For each of the 80,000 items there is associated metadata: including the date, recipient, writer, and place from which it was sent. Because there are so many letters written and received by the Howard family across a century, there are thousands and thousands of data points. The scale of the metadata set alone supports projects to discover patterns, trends, and changes over time within the collection.

Meagan Doyle and Karl Fattig

Doyle offered a few questions that she'd like to see students investigate: For instance, she's curious about when and where O.O. Howard traveled, and who was writing to him when, and from where. "He was receiving correspondence from diverse people, and these people change over time," she said. "It'd be interesting to see who he was corresponding with a lot, when, and why. A lot of that is hidden right now."

In addition, about 1,300 of the handwritten letters from the three Howard brothers have been transcribed into digital text by a family descendent, opening them to even more expansive research. Karl Fattig, who is Bowdoin's system and digital initiatives librarian, has been delving into these transcriptions with textual analysis tools, like word clouds and topic modeling.
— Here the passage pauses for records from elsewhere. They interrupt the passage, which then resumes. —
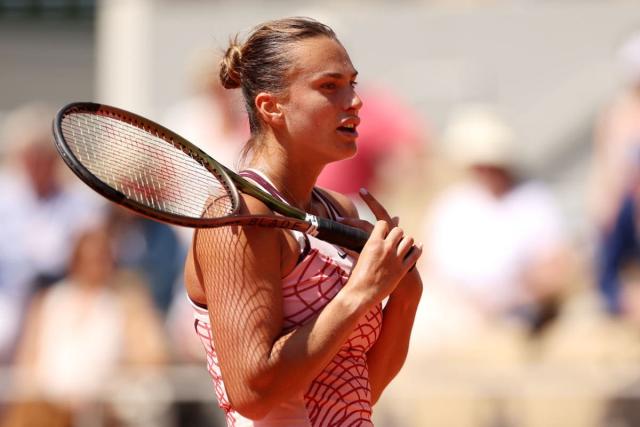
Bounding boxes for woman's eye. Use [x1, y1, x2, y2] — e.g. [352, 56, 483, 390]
[322, 82, 337, 90]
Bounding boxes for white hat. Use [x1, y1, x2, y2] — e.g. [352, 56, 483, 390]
[443, 104, 515, 168]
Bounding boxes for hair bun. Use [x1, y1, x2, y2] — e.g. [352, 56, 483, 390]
[219, 41, 243, 89]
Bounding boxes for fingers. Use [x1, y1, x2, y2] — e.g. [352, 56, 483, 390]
[396, 234, 414, 258]
[386, 226, 404, 248]
[359, 188, 392, 223]
[402, 242, 423, 269]
[337, 214, 397, 233]
[359, 188, 402, 228]
[387, 228, 419, 261]
[370, 220, 390, 239]
[347, 209, 421, 270]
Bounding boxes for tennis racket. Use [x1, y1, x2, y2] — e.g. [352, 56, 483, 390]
[52, 102, 369, 252]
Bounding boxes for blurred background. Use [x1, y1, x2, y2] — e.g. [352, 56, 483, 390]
[3, 0, 640, 426]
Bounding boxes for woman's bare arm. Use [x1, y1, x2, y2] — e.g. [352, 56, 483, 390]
[192, 195, 420, 419]
[333, 189, 424, 404]
[366, 268, 422, 404]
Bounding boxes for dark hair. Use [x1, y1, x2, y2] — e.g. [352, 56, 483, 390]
[219, 17, 337, 149]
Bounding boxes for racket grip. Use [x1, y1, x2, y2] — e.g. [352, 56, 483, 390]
[315, 217, 369, 253]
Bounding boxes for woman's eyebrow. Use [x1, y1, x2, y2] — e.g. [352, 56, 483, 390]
[315, 70, 359, 79]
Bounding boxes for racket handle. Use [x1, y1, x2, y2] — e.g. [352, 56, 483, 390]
[315, 217, 369, 253]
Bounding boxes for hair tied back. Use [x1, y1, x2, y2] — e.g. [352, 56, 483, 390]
[220, 41, 243, 89]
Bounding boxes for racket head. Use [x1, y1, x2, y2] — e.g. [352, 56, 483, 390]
[52, 102, 241, 227]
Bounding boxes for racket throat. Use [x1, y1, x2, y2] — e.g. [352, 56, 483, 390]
[304, 213, 320, 236]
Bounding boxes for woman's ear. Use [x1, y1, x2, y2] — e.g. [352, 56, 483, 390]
[255, 92, 284, 126]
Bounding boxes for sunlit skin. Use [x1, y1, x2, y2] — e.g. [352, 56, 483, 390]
[275, 37, 361, 162]
[184, 35, 423, 419]
[249, 36, 362, 212]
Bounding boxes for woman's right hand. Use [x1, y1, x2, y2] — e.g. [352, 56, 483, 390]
[345, 219, 422, 307]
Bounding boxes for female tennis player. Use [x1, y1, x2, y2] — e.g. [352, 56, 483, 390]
[184, 17, 423, 426]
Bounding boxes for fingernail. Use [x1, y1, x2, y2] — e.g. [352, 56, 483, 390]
[336, 216, 344, 221]
[359, 188, 368, 196]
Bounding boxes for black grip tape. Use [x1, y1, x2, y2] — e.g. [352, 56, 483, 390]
[315, 217, 369, 253]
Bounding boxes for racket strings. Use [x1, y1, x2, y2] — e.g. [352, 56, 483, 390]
[60, 112, 235, 219]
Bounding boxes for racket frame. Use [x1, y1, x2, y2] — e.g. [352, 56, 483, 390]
[53, 102, 368, 250]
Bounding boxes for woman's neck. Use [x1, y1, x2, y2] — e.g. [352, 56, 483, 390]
[248, 139, 324, 211]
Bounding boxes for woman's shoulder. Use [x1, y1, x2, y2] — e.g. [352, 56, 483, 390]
[314, 186, 359, 219]
[192, 193, 283, 248]
[240, 192, 279, 215]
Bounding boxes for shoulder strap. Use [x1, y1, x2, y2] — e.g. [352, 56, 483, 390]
[239, 169, 288, 202]
[241, 169, 344, 222]
[240, 169, 311, 258]
[312, 188, 343, 221]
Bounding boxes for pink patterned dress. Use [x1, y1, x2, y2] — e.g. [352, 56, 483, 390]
[190, 169, 383, 426]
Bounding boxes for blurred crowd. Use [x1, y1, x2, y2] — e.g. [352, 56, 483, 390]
[3, 31, 640, 427]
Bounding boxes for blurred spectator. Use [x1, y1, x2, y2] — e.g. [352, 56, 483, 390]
[601, 262, 640, 427]
[3, 224, 169, 427]
[618, 261, 640, 330]
[162, 49, 248, 172]
[513, 261, 640, 427]
[589, 30, 640, 231]
[419, 104, 569, 319]
[316, 83, 428, 218]
[594, 34, 640, 311]
[374, 105, 572, 426]
[596, 186, 640, 314]
[106, 206, 185, 316]
[595, 32, 640, 312]
[0, 102, 104, 363]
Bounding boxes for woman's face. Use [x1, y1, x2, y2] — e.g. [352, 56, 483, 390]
[278, 36, 362, 163]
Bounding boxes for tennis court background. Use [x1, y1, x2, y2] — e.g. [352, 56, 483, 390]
[3, 1, 640, 426]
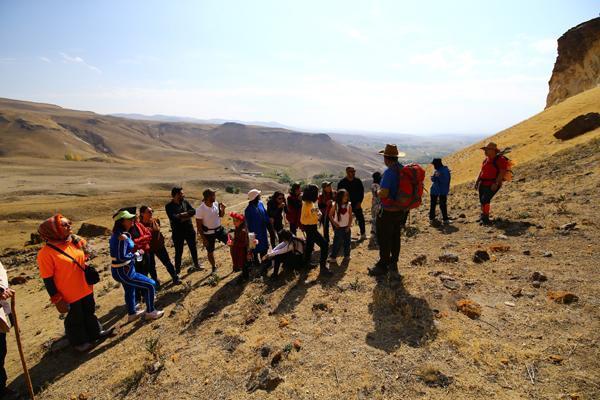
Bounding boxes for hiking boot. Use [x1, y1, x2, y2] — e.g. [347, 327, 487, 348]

His aim is to master these techniques so he can teach Bowdoin professors and students how to use them.

As he becomes more knowledgeable about the digital tools, Fattig has also become more familiar with the Howard family. "One thing that jumped out at me," he said, "is the bond between the mother and sons. Their father died when they were young."

This intimacy became evident to him when he searched for the most frequently occurring words in the collection. These handful of words refer to writing, specifically letter writing, and staying in touch, which Fattig believes reflects the boys' desire to stay in close communication with their mother, Eliza. These "phatic expressions," he said, are evoked most frequently when the boys are students at Bowdoin, when they would have been away from their mother for a long time.

A letter from Howard Otis to his mother, 1844

A letter from Charles Howard, 1852

A letter from Rowland Howard, March, 1855

The sentimental statements decrease in frequency over the years, Fattig noticed. He hypothesized that as the boys grew older, their confidence grew and their anxiety lessened about their positions in the world, and they leaned on their mother less for reassurance and sympathy.

In addition, Fattig has observed that like many women of her era, Eliza had a less formal education than her sons. He's interested in using digital tools to reveal whether the language and vocabulary the mother and sons use in their letters are different, or whether the sons adjusted their language in communication with their mother.

Anther possible angle a future Howard researcher could take is to examine the role of religion in the men's lives, and how their religious views changed over time. Olivier Otis Howard, in the late 1850s when he was in his 20s, became a born-again Christian. In the letters, "they shared their religion with one another," Fattig said. He added that he thinks it would be fascinating to analyze how Howard's religious language changes before and after his evangelical conversion.

Bowdoin College's collections of James Bowdoin III's library, Furbish drawings, and Howard family papers present a unique invitation for students to engage with history.

“Data can be dry and boring, but when it relates to a person important to the history of the college, it can make the data more accessible and interesting to a student," Stefko said. “Data, in the hands of digital humanists, has transformative possibilities—it can open up a new window on our history, it can allow us to imagine and understand our past in new and more nuanced ways, and it can tell us new things about distant historical figures. In my mind, one of the most powerful aspects of digital humanities is the possibilities it brings for humanizing data.”
"The students are glimpsing lives of people caught in a moment," she added.